Derek Kartun (9 August 1919 – 11 January 2005) was a complex and difficult to define individual. His family were of mixed European and Jewish heritage and their milieu was that of abundant luxury and interest, mixing with the cultural bourgeoisie and international artists of repute. Derek himself was a somewhat incongruous amalgamation of left-wing activist, captain of capitalism and journalist. Upon leaving school he worked in an advertising agency, then as a script writer for “B” movies for M.G.M, where he met his soon to be close friend the writer and journalist Claud Cockburn.
During World War Two Kartun found his political purlieu in the Communist Party. He produced a number of books and assisted Cockburn by penning articles for his somewhat contentious news-sheet The Week. He joined the staff at the Daily Worker in 1945, eventually becoming its Foreign Editor, which led to his bearing witness to the April 1948 Siege of Jerusalem and the painful birth of the new state of Israel.

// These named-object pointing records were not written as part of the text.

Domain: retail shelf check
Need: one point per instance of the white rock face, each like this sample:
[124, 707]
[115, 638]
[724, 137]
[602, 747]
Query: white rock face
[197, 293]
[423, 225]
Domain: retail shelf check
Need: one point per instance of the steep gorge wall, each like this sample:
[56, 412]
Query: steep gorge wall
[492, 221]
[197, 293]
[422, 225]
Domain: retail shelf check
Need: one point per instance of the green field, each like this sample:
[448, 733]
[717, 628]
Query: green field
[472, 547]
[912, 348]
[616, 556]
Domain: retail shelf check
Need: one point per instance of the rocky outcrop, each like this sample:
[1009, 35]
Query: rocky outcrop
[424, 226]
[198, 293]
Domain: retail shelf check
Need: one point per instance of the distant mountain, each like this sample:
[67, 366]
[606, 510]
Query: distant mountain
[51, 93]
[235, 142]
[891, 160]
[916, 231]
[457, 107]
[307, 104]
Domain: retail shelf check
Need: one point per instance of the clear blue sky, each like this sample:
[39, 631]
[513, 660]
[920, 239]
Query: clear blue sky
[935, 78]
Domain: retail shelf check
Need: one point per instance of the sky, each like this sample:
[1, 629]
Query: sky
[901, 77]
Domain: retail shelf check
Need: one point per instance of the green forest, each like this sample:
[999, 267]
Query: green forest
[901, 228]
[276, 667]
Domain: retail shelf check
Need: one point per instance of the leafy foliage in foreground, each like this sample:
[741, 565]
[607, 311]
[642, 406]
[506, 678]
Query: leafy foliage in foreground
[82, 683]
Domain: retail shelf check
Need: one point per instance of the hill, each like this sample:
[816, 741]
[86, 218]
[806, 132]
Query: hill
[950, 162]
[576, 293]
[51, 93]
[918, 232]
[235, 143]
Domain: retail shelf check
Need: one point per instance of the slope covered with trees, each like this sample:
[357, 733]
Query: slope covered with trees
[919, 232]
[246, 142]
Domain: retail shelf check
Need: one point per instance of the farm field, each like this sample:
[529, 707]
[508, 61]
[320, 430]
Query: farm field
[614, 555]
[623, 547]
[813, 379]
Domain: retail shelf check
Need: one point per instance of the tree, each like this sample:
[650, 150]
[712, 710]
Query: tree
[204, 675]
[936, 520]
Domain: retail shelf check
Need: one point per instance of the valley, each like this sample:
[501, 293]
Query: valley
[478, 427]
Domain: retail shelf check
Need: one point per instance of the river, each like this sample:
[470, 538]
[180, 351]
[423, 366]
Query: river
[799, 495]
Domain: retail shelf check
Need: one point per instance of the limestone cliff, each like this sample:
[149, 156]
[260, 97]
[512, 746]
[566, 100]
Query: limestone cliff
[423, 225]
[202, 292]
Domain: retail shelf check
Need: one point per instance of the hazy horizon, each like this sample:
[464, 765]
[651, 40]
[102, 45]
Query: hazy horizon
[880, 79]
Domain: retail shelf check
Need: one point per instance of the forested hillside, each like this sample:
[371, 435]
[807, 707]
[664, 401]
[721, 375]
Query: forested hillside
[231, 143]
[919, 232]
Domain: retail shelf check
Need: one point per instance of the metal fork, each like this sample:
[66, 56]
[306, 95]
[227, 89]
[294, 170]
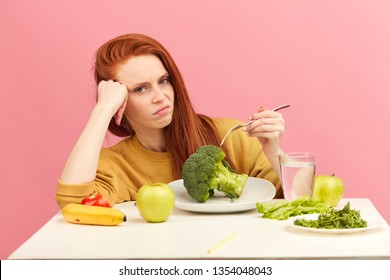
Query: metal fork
[245, 124]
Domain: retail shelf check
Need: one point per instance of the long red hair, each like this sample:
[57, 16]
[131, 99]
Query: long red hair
[188, 130]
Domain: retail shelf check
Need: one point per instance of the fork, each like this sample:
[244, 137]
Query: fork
[245, 124]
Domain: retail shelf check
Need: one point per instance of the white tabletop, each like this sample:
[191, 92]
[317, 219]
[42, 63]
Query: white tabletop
[188, 235]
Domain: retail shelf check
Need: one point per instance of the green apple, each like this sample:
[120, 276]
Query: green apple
[155, 202]
[328, 188]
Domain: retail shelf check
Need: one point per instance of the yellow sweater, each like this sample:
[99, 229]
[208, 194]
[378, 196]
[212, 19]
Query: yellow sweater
[126, 166]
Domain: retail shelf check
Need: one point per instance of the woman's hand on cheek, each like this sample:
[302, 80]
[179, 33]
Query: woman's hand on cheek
[268, 127]
[113, 95]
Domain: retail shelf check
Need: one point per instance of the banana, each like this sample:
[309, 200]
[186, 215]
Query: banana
[92, 215]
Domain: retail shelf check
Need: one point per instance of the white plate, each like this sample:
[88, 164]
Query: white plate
[372, 222]
[255, 190]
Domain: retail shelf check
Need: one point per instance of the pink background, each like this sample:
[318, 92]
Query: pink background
[329, 59]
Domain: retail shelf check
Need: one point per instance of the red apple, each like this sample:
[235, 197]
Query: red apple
[155, 202]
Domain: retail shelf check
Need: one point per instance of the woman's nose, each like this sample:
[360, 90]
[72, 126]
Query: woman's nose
[158, 95]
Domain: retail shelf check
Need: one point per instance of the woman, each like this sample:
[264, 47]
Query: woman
[142, 97]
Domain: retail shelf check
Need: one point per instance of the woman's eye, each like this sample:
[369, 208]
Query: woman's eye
[164, 80]
[140, 89]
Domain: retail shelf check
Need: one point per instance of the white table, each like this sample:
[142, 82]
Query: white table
[188, 235]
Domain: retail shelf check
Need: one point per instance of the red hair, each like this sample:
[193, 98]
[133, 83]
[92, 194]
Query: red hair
[188, 130]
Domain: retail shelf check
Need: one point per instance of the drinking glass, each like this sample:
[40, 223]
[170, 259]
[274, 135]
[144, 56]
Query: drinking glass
[297, 171]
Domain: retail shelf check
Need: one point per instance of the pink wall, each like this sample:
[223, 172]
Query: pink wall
[329, 59]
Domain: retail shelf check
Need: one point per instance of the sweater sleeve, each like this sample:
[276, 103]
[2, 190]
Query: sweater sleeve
[110, 182]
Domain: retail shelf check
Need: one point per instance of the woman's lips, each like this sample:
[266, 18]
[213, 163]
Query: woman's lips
[162, 111]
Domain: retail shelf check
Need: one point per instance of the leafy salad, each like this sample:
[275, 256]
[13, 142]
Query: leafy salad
[284, 209]
[335, 219]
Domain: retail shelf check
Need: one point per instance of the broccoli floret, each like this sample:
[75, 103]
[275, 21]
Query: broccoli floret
[207, 170]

Kartun and his wife, Gwen Farrow, immersed themselves in the world of the left-wing intelligentsia, their home in Kensington becoming a focal point for those of a similar bent. By the time of the Hungarian uprising and its brutal suppression by the Soviets in 1956, Kartun was becoming disillusioned with communist dogma, and transferred his allegiance to the Labour cause.
Kartun then spent a number of years oiling the wheels of capitalism, becoming chairman of the clothing company Staflex, before making a return to writing in the form of a series of spy novels.
Although never one to blindly follow the Communist manifesto, Kartun retained a strong sense of injustice for all of those who were oppressed or exploited by “the system”. In “This is AMERICA” he writes of American life in general, with special attention payed to its ethos, political set-up and economic structure, describing the deleterious consequences of an over-commercialised culture on those exposed to its capitalistic whims and omnipotent political establishment.